Catie Hayes, MVNU’s director of community and international ministries, cleared up the confusion and controversy brought about by the ads.
She said students meant no ill intent or malice from this propaganda.
“It was an idea we had, then we decided not to do it,” Hayes said. “There was some miscommunication, and then it happened anyway.”
The feminine products were stuck on walls and doors campus-wide, even on a mirror in the female restroom of Galloway Hall. Hayes and others saw and removed those posted on the Campus Center building, but the products left behind a sticky residue.
However, the Student Life staff was not aware of the advertisements over all of campus.
The office received multiple emails and complaints about the propaganda all day from community members, faculty and staff, and even other students.
While many students said they were uncomfortable with seeing such products posted openly around campus, others said they thought it was a good marketing tactic.
“It didn't affect me in a negative way,” said senior Zach Edwards. “I saw it as a means to draw attention to this talk, and it made me question previously held beliefs about the topic.”
The ads did not go through the MVNU approval process, which requires all promotional materials for campus events to be okayed by Student Life before being posted
The campus policy, found on page 61 of the 2016-17 Student handbook, says, "Posters and other materials, which are to be displayed on campus, must be pre-approved and stamped by the Office of Student Life.”
MVNU Vice President of Student Life Joe Noonen explained the importance of using only Student Life-sanctioned advertisements for campus events.
When Student Life reviews advertisement requests, it “provides an opportunity to dialogue about who we are and how what we do ought to reflect the common and shared values of this community,” Noonen said.
This commitment to community “allows us to bring out the best in each other and when practiced, helps shape the Christ-like character towards which we strive,” he said.
The event was organized and supported by Justice Talk and M2540 with approval from Student Life. The purpose was to bring awareness to the issue of sexism and how, in everyday life, males and females both perpetuate and experience sexism.
Organizers hoped to create an open atmosphere of conversation to counter the sexist attitudes and behaviors prevalent in American culture. The event included a panel of men and women who shared how they have seen sexism affect their lives and the lives of others.
Roughly 80 students attended the discussion. It is unclear whether the controversy over the advertisements helped or hurt attendance.
“I think it did both,” Hayes said. “I think it brought awareness to it happening . . . before that it was a much smaller group that knew about it.”
But, at the same time, “I think it did negatively impact people to believe we were only going to talk about rape and rape culture and the only way we were going to do that was in a harsh way,” she said.
Some who attended the event said the presenters shared a compelling message that needs to be heard despite the controversy over the advertising.

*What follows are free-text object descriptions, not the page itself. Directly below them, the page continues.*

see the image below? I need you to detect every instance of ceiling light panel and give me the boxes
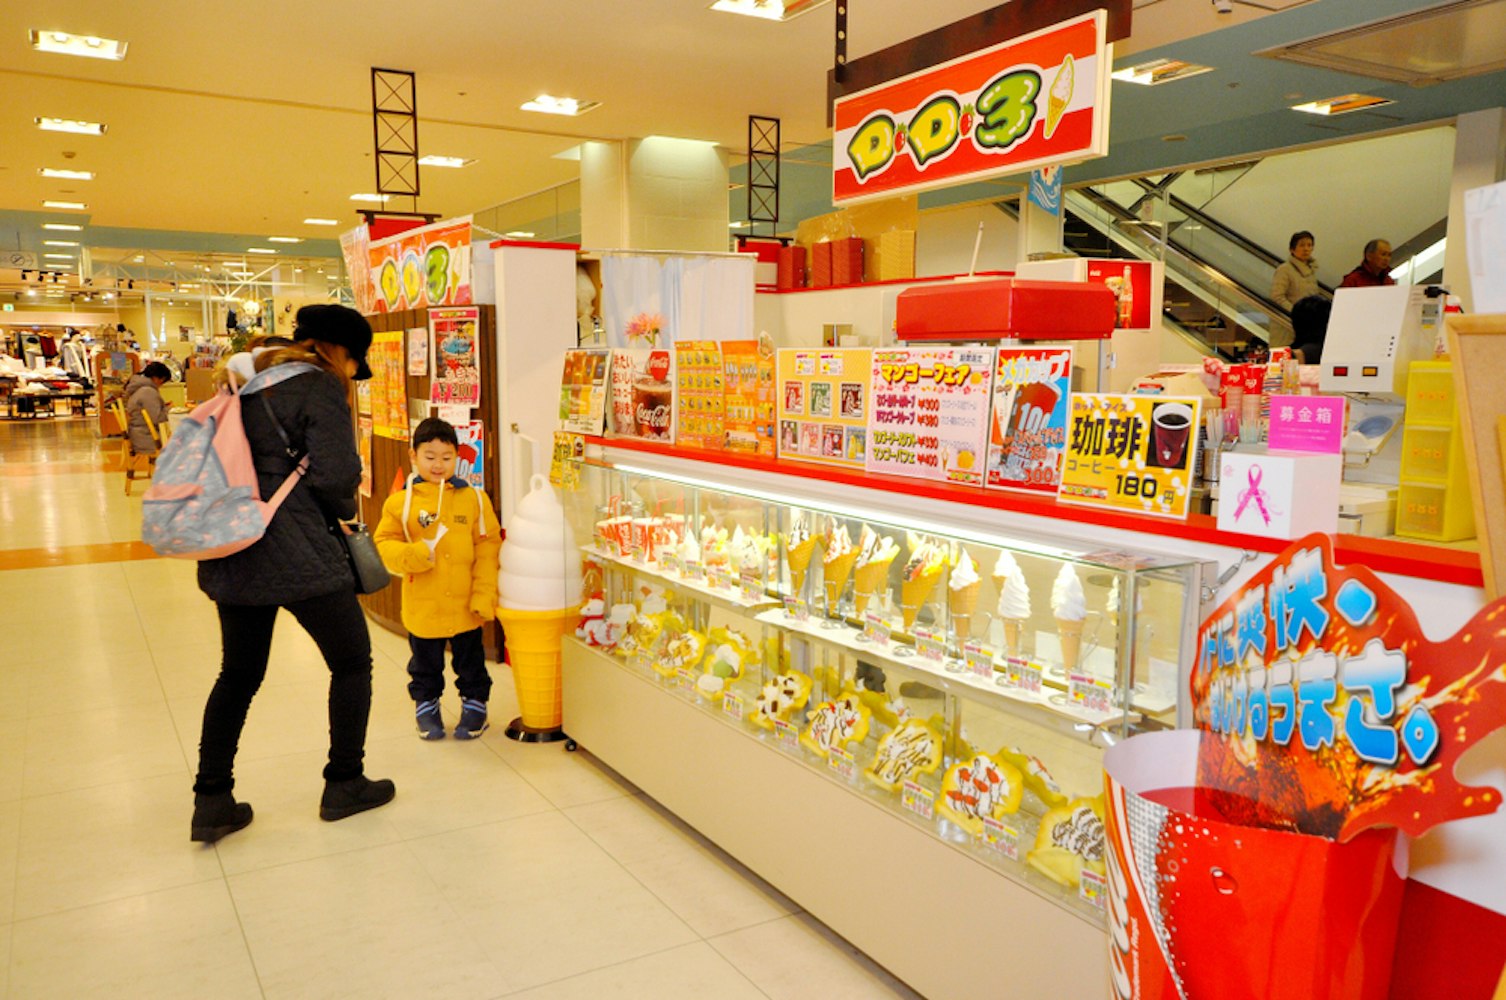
[304,218,339,226]
[42,200,87,210]
[709,0,831,21]
[521,95,601,116]
[246,248,277,254]
[417,155,475,168]
[28,30,128,60]
[1112,58,1215,85]
[349,194,390,203]
[266,236,302,243]
[35,117,107,135]
[42,223,82,231]
[1290,93,1394,115]
[40,168,95,180]
[42,240,79,247]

“The talk was an awesome experience and should not be criticized or discounted based on people's reaction to the way in which it was advertised,” Edwards said.
Senior Caleb Gibbs said he was disappointed in students who tried to turn the event into an argument because of their reaction to the ads.
“I thought the presenters were very prepared and respectful in the face of many people being rude to them because of the controversial advertisements,” Gibbs said.
The negative responses to the event “proved its necessity to me,” he said. “Instead of just listening to the panel talk about how sexism had affected their lives, some people spoke up and tried to diminish the experiences of the women who had shared.”